Under President Bola Tinubu’s administration, Nigeria has implemented bold economic reforms aimed at stabilizing the nation’s finances. Key measures include the removal of fuel subsidies, cuts in electricity tariffs, and significant devaluations of the Nigerian naira.
These steps have contributed to a more unified and market-reflective exchange rate, enabling the Central Bank of Nigeria to rebuild official reserves, which now exceed $37 billion.
Alex Sienaert, the World Bank’s lead economist for Nigeria, highlighted that these reforms have led to a notable increase in government revenues, rising by 4.5% of GDP in 2024. This fiscal improvement has allowed for a reduction in the fiscal deficit from 5.4% in 2023 to an estimated 3% in 2024, according to Reuters.

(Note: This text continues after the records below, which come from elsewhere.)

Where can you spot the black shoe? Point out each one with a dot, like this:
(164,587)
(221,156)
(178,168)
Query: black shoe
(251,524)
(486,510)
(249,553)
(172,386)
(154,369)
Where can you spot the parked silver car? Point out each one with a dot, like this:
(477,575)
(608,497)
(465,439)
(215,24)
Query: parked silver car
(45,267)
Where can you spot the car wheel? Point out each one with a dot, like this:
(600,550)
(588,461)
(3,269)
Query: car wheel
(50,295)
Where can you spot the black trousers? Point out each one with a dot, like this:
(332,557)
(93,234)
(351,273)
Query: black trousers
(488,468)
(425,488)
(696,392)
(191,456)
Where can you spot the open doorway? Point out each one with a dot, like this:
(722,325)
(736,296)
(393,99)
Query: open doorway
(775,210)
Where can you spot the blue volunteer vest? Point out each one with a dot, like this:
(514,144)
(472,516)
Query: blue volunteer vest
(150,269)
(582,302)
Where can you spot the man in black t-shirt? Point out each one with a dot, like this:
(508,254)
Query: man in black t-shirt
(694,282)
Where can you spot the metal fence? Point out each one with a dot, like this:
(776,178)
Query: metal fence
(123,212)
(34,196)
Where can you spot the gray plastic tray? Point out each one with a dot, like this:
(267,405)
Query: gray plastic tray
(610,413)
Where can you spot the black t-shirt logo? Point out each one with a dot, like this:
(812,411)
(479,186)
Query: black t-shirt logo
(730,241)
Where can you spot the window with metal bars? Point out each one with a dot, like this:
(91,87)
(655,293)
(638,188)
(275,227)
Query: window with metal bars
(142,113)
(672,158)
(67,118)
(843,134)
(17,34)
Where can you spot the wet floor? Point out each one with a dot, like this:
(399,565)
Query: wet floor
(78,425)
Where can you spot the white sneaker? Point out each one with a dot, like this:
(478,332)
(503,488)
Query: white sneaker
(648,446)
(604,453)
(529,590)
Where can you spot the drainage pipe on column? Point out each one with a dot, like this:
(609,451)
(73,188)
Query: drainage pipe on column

Despite the positive growth trajectory, Nigeria continues to grapple with high inflation, a challenge exacerbated by the very reforms driving economic expansion. The removal of subsidies and currency devaluations have led to increased costs for goods and services, placing a strain on consumers. The World Bank projects that inflation could average just over 22% in 2025, assuming the Central Bank maintains its current tight monetary policy.
According to Nairametrics, Looking ahead, the World Bank forecasts Nigeria’s economy to grow by 3.6% in 2025, building on the momentum from the previous year. This growth is expected to be driven by continued improvements in the non-oil sectors, particularly services such as financial services, telecommunications, and information technology. Additionally, easing inflationary pressures and improved business sentiment are anticipated to support this positive trend.
However, the full benefits of the implemented reforms, particularly the removal of fuel subsidies, have yet to be fully realized. The World Bank emphasizes the need for sustained tight monetary and disciplined fiscal policies to address ongoing inflation challenges and ensure long-term economic stability.